84th over: India 217-3 (Kohli 45, Rahane 0) Well done Mr Robinson, who has 20 wickets in his Test career at an average of just 19. He is now, officially, the best thing since Toby Roland-Jones.
Wicket!! Pujara LBW b Robinson 91 (India 215-3)
The breakthrough! And a good review by England! That was the killer inswinger, hitting off stump 3/4 of the way up, and the only surprise was that umpire Kettleborough didn’t fancy it. The new ball does the trick and Pujara misses out on what would have been a hard-earned hundred.
Review! Pujara not given LBW Robinson
It’s full, there’s no stroke…
83rd over: India 215-2 (Pujara 91, Kohli 45) Anderson is still bowling at fifth stump, as the pros say, and Kohli is still busy leaving the ball well alone. Again, only the sixth ball of the over requires a shot to be played. Is Jimmy up to something? Let’s hope this is the old 13-card trick, with a killer inswinger on its way shortly.
82nd over: India 215-2 (Pujara 91, Kohli 45) At the other end it’s Ollie Robinson, who’s made such an assured start to his Test career but seemed to be running low on fuel last night. He’s still a bit leggy and medium-priced, but his bounce and accuracy mean that no liberties can be taken. Pujara is watchful as ever, but he leaves one that’s too close to the off bail for comfort. In the stand, the trumpeter plays Mrs Robinson in Ollie’s honour, or his mum’s.
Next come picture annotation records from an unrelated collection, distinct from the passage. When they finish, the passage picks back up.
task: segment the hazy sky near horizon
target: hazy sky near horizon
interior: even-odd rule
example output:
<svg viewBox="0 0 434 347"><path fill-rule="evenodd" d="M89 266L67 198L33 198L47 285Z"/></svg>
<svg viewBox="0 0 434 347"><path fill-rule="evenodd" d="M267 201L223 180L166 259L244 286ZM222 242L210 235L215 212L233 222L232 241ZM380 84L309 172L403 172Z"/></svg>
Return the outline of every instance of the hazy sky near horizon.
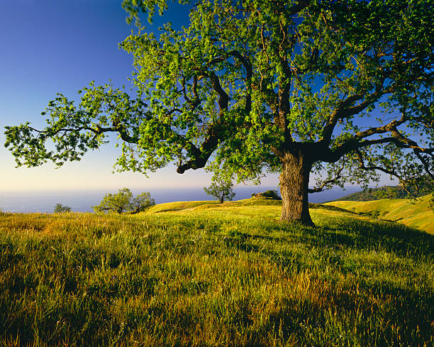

81st over: India 215-2 (Pujara 91, Kohli 45) Anderson looks fit, which is a big plus for England, and he’s finding swing with the new ball as you’d expect. But the swing is all outwards and he’s starting wide of off, so Kohli can easily let the ball go until the last delivery, which pitches on middle-and-off. and demands a defensive prod. That’s a maiden, which will warm Jimmy’s stony old heart, still reeling from that spell yesterday of 2-0-20-0.
It’s going to be Jimmy, so here comes another instalment of The Anderson-Kohli Show, season six.
Preamble: proper creekit
Morning everyone and welcome to the fourth day of an absorbing contest. The first two days of this match were action-packed. India collapsed in a heap – when in England, do as the English do – and England, just to be perverse, didn’t, or not until they had piled up a massive lead. Yesterday, though, the age-old rhythms of Test cricket reasserted themselves. Slow, slow, slow-slow, slow.
Finding themselves in a tight corner, where many teams would have flopped again, India lost only two wickets. Cheteshwar Pujara, their most stolid batter, set out his stall and even returned to fluency. Virat Kohli calmed down and carried on. India’s chances of a win, which had been rated at precisely 0 per cent by WinViz, shot up to 5.
England’s chances are still far higher, at 81, but they need to use the new ball well this morning. They were not flattered by their figures yesterday, but then the flattery had been laid on thick on Wednesday. That’s why they call it Test creekit: it’s a stern examination. Today will ask plenty of questions of this largely makeshift attack. Is Jimmy Anderson fit? Is Sam Curran now more of a white-ball cricketer? Can Moeen grab the game by the scruff? Are Robinson and Overton, admirable as they are, a little too alike? We will find out from 11am, UK time.